USAToday – By Steph Solis – Carlos Larios held his daughter close as she fidgeted with her pink headband.Deportation Attorney

Kimberly turns 4 years old in July. She’s too young to understand that by then her father might be gone.

Larios, 31, of Long Branch, is an immigrant from Guatemala in the U.S. without legal status. He’s expected to report to Immigration Customs and Enforcement in June in Newark, where he will likely be deported.

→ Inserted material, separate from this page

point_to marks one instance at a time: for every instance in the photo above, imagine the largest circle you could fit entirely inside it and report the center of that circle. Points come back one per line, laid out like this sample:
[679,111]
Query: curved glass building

He’s one of an estimated 500,000 immigrants living in New Jersey without legal status.

“What are they going to do without me?” Larios, a married father of three who works as a painter and drywall installer, asked in Spanish. “What are my kids going to do?”

Families like Larios’ grapple with the ripple effects of losing the breadwinner as lawmakers bitterly contest the effects of deporting the estimated 11 million unauthorized immigrants.

Without Larios, his wife and children fear they will likely sink into poverty and seek government assistance, for which his two U.S.-born children qualify. Larios has paid income taxes on his wages since 2010, but that will end if he is deported.

The fallout isn’t limited to Larios’ family. His employer, Jay Harvey, said he would have to close his small construction company and lay off the two other employees if he loses Larios; in the past five years, Larios has been the only candidate who he feels can lead the business. One employee is Harvey’s grandson, who works to help pay for his education at Monmouth University in West Long Branch.